Tabii, İgualada’da geçireceğim iki günün dışında, yine ilk kez ayak basacağım Barselona’da da, kentin yüreği olarak nitelendirilen Catalunya Meydanından Kristof Kolomb’un (Christopher Columbus) devasa heykelinin bulunduğu sahile değin uzanan ünlü La Rambla Caddesi ile bu caddeye bitişik Orta Çağ’dan kalma Barri Gotic’in dar, kıvrımlı sokaklarımda sıklıkla karşıma çıkı çıkıverecek olan pastanelerden henüz habersizim.

*

Yürüdüğüm sıra sağlı sollu bahçe içinde villalar görüyorum. Eğimden aşağıya sarktıkça önüme çıkan bir alanda, sağımda bir okulun levhası karşıma çıkıyor. Gayet büyük bu taş binanın girişinde okul “Escuala” yazmasa burasını müze olarak düşünmemem işten bile değil.

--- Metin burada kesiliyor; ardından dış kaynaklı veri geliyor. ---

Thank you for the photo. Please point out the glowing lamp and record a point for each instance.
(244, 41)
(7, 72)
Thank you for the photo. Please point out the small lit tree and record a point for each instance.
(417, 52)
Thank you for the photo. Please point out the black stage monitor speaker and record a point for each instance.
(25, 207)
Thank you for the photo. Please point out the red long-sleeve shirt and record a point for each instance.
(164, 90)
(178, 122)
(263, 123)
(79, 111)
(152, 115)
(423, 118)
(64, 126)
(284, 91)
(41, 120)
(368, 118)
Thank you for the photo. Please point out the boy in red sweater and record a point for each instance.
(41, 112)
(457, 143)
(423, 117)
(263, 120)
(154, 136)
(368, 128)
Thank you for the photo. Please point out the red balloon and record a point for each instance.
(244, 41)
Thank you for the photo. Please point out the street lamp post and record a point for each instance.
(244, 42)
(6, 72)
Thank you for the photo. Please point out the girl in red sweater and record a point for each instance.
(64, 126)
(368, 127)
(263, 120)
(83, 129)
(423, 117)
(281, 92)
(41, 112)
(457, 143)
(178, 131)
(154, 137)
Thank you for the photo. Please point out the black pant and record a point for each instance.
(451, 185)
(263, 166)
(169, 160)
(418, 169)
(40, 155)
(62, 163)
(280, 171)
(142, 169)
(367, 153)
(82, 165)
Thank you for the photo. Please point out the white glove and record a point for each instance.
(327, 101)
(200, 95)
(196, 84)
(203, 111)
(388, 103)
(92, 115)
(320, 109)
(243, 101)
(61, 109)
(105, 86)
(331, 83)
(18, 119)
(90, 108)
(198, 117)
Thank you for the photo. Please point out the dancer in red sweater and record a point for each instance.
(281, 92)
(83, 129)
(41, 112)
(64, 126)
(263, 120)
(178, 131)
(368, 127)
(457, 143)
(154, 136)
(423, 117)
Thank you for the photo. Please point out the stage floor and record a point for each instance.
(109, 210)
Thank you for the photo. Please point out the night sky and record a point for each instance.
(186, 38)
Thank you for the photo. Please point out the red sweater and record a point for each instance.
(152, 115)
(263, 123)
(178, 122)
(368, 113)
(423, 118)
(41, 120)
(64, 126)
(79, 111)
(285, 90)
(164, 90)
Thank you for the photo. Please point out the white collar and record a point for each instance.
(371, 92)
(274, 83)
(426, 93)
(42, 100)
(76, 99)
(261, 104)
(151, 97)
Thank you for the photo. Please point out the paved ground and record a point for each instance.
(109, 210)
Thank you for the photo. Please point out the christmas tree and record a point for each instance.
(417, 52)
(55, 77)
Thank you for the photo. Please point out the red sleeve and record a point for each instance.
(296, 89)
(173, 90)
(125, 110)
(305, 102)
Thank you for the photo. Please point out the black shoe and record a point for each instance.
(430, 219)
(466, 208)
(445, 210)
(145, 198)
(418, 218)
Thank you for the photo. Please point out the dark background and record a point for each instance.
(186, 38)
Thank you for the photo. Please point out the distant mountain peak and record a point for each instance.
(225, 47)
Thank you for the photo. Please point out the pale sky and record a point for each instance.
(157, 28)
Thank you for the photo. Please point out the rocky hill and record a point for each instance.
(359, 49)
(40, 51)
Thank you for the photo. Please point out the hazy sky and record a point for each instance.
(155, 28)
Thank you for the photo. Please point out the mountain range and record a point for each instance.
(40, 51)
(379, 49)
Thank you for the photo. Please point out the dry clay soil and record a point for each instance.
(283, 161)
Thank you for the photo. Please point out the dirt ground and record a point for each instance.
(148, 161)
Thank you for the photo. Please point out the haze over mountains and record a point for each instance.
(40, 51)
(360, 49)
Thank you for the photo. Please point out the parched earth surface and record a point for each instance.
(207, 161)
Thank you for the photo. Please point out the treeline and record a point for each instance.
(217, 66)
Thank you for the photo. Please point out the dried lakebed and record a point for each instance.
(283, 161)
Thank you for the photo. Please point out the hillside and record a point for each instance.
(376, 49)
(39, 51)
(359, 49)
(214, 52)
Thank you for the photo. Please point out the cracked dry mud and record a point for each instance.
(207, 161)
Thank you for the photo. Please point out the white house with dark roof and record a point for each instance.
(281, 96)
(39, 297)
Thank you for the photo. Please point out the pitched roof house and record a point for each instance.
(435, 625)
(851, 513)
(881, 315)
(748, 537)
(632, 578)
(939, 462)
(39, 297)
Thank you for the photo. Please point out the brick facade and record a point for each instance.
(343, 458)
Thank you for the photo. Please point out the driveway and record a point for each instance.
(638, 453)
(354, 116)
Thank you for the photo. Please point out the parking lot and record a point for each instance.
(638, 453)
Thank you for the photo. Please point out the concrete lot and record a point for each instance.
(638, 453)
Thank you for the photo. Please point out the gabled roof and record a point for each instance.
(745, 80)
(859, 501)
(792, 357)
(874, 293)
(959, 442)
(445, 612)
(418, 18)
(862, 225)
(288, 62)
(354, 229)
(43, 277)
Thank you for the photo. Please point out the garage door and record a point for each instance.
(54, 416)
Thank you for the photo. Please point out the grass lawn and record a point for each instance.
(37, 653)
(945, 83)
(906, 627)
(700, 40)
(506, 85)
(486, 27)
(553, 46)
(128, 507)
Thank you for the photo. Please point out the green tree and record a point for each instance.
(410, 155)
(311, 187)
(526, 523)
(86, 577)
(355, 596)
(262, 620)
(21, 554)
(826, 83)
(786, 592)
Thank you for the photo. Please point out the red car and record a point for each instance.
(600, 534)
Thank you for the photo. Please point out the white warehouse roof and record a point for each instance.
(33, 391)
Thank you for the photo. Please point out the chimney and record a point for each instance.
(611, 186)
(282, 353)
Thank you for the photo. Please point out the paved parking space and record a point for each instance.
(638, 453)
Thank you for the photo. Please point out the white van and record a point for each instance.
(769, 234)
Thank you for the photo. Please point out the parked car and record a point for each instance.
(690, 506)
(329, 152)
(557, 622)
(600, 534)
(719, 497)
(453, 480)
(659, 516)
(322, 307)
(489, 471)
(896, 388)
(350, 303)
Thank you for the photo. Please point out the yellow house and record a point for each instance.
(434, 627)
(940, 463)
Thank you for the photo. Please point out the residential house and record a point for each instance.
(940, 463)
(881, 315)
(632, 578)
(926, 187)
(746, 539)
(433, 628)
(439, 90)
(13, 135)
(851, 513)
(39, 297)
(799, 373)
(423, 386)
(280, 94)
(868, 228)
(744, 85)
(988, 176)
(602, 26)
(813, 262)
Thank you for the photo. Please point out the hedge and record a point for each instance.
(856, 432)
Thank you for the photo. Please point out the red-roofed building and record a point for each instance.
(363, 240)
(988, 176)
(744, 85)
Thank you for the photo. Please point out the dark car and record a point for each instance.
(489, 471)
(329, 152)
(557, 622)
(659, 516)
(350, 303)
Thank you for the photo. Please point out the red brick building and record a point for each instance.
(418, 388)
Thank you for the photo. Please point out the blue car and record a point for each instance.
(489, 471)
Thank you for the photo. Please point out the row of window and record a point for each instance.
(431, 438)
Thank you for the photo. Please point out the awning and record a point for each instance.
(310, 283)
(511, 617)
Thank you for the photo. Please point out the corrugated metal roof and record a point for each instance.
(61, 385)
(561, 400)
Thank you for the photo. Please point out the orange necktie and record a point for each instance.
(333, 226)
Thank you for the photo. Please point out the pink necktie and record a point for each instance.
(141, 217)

Bu meydanı da geçtim. Şimdi sağ ve solumdaki binalar, yapı tarzı olarak fabrikayı andırıyor. Ve dericilik üzerine çalışmalarım sırasında alıştığım o bildik kokuyu duymaya başlıyorum. Evet deri işleme bölgelerinden hiç eksik olmayan koku bu; benim içselleştirdiğim, yabancılık çekmediğim, hatta burnumu tutmadığım. Resepsiyon görevlisi elimdeki krokiden karşıma bir akarsunun çıkacağını göstermiş, yolun sağ ve sola ayrıldığını, benim festival alanına ulaşmam için sola dönmem gerektiğini belirtmişti. Karşıma çıkıveren akarsu (Anoia Nehri) bende, bir anda, bir zamanlar İzmir’de deri işlemenin merkezi durumundaki Yeşildere çağrışımı yapıyor. Demek İgualada’nın Yeşilderesi bu ırmak. Yatağı hayli geniş ama akan suyunun azlığı bölgede yıllara yayılmış kuraklığın göstergesi. Sola sapıyorum. Devasa fabrika binalarının kapı ve pencereleri örtülü ama içeriden çalışan makinelerin sesleri geliyor. Evet, koku bu fabrikaların ne olduğunu ortaya koydu, deri işleyen fabrikalar bunlar. Derken önünden geçtiğim birisinin kapısı açık ve önünde üç kişi iki tekerlekli bir çekicinin üstüne koydukları iri ahtapot maskotunu boyuyorlar. Yanlarına yaklaşıyorum:

-Hola!

-Hola!

Bu binanın deri fabrikası olup olmadığını soruyorum. Eskiden deri fabrikasıymış Deri fabrikalarını arıyorsam ırmak boyunca sol yönde ilerlemem gerekiyormuş.

Teşekkür edip ayrılıyorum yanlarından. Ayrılmadan önce de boyadıkları ahtapot maskotun fotoğrafını çekebilir miyim, onu soruyorum. Evetle yanıtlıyorlar. İgualada’da kaldığım ikinci gece bu ahtapotlo ikinci kez karşılaşacağım, bu yılın teması olan “plastik artık yeter” temalı festival yürüyüşü sırasında kortejde.